0

I am exporting a dataframe to R I want to set a condition so that if the column header matches any of the following name below

Data_design <- c( "age", "sex", "font")

Then an error is flagged in the condition if statement.

For instance, if I import the following table (busa) with the column header ( age, sex, location, geography)

The condition would give an error because the columns do not have the required column header which is age sex and font.

Please can anyone help me with this?
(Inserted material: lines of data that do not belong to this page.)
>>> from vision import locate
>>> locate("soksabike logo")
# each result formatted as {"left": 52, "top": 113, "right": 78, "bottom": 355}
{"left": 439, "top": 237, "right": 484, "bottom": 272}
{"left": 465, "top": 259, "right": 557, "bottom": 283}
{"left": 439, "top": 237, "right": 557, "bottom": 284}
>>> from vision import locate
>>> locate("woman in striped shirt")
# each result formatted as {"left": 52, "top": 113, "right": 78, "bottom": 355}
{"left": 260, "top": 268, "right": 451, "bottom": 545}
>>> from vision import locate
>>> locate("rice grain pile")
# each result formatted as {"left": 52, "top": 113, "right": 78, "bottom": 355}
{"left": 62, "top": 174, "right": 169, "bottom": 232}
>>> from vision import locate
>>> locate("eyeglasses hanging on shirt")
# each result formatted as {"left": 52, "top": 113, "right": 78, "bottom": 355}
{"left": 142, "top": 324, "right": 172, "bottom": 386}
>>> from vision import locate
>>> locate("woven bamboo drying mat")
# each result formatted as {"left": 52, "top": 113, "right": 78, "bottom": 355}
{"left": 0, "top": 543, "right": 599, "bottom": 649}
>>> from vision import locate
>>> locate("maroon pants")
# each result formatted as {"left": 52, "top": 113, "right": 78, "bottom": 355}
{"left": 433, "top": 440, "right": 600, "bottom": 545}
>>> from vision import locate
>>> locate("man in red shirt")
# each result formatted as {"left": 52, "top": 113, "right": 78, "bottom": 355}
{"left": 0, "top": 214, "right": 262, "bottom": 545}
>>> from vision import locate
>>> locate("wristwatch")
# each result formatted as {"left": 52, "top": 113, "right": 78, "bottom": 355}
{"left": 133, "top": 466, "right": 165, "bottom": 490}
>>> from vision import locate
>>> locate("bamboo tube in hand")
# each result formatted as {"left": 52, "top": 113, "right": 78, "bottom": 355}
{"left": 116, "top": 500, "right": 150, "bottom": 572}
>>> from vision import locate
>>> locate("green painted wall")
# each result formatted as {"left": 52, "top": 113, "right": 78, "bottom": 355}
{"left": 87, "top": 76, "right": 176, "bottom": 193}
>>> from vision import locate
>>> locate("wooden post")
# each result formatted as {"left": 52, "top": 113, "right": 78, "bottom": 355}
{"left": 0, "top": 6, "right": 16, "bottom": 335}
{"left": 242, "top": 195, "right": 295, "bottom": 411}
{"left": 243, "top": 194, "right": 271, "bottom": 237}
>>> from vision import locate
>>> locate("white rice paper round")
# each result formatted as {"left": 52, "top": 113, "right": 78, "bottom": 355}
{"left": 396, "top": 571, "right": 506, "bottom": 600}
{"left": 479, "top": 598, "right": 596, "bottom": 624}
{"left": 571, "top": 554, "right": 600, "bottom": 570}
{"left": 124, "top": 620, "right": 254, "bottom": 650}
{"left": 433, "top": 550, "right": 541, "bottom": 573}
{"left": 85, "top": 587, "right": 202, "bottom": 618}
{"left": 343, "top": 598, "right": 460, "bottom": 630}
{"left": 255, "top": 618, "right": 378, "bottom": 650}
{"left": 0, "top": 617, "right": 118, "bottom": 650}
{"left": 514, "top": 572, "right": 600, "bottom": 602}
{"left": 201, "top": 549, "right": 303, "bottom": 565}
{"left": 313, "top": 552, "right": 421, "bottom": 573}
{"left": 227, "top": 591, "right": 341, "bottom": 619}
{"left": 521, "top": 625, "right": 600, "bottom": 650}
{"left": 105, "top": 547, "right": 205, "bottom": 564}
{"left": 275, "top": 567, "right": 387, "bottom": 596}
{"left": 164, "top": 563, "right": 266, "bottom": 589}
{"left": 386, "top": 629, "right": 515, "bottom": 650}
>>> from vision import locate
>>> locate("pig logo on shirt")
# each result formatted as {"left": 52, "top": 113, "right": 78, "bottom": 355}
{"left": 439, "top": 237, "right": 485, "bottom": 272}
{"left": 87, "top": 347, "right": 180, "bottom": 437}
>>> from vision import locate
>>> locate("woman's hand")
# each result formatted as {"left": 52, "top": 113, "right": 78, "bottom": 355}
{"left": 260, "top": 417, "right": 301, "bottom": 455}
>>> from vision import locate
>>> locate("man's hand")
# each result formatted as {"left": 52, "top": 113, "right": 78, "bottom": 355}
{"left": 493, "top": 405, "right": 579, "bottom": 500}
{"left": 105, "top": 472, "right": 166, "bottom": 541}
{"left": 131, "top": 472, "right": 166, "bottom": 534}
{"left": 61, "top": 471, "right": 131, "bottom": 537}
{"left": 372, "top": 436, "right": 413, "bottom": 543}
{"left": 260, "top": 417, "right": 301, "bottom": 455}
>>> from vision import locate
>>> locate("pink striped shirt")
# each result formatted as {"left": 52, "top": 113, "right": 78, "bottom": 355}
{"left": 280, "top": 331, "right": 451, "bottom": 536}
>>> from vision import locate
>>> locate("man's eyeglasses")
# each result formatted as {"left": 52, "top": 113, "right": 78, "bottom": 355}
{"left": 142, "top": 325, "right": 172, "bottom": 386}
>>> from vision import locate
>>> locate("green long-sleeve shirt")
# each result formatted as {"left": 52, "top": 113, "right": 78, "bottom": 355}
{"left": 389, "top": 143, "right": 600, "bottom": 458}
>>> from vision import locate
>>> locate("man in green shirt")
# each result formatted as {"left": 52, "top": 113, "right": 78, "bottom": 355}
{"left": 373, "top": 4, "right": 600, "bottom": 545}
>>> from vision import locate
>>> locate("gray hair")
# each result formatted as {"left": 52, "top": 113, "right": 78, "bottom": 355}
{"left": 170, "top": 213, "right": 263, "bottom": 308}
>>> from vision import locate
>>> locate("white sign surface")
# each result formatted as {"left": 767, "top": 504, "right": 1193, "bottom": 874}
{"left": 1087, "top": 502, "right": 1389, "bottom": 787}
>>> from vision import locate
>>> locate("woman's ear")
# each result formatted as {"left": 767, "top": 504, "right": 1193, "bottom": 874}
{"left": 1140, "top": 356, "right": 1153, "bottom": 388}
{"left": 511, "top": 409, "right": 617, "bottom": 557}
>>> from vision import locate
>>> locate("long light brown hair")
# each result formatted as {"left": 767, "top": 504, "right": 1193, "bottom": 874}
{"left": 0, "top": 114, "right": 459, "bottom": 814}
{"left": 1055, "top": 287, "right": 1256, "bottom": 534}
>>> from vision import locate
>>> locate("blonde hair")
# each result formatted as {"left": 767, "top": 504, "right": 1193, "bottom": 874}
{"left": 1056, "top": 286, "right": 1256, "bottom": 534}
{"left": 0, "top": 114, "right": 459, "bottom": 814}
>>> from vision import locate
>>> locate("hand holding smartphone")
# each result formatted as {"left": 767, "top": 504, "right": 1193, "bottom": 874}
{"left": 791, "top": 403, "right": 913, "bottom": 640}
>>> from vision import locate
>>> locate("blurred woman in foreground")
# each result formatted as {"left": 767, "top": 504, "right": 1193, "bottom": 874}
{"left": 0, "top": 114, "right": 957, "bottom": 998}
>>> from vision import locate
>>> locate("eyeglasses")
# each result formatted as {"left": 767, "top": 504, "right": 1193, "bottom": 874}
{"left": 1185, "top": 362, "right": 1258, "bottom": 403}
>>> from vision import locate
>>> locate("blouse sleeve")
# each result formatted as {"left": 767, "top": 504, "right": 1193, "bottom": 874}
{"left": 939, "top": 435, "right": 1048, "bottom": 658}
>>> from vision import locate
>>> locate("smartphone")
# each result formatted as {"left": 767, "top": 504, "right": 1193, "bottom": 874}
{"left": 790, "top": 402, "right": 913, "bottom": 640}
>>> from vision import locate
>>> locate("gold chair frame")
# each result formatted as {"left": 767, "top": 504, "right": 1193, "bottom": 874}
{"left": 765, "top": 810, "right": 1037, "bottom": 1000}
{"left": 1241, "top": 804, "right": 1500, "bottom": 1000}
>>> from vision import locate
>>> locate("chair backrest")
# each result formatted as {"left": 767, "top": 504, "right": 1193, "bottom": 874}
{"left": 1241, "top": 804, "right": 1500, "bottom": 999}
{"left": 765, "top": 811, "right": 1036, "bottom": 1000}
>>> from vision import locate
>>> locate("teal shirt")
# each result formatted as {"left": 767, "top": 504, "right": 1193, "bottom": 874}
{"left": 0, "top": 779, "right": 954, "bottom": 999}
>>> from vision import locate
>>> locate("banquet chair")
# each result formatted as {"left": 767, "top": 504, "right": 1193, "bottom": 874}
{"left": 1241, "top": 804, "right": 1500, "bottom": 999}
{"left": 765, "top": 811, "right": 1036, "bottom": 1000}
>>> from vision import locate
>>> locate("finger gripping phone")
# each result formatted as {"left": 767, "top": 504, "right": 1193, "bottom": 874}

The code I have been able to do is below

if (sum(str_sort(colnames(busa)) == str_sort(Data_design)) <length(Data_design)){
print("Failed import structure test")
break
}

But I am getting error.

Jonatino
  • 63
  • 10

2 Answers2

2

If understand, you want a test that only passes if all the data frame column names are in your Data_design - is that right?

If so you can check if the column names are in your list as follows:

names(busa) %in% Data_design

[1]  TRUE  TRUE FALSE FALSE

To distil that to a single test:

all(names(busa) %in% Data_design)
[1] FALSE
Paul Stafford Allen
  • 1,840
  • 1
  • 5
  • 16
0

You could try grepl. This will match the pattern of "age", "sex", "font" and will only return true if they are the only string in the column. Otherwise it will return false. Then invert the search with ! and return the warning message.

# make "^age$|^sex$|^font$"
patternSearch <- paste0("^",Data_design, "$", collapse = "|")

if(any(!grepl(patternSearch, x = names(busa)))) {
  warning("Failed import structure test")
}
# Warning message:
# Failed import structure test 

EDIT: To be fair Paul's solution is the faster more elegant version to solve the described problem.

dparthier
  • 193
  • 6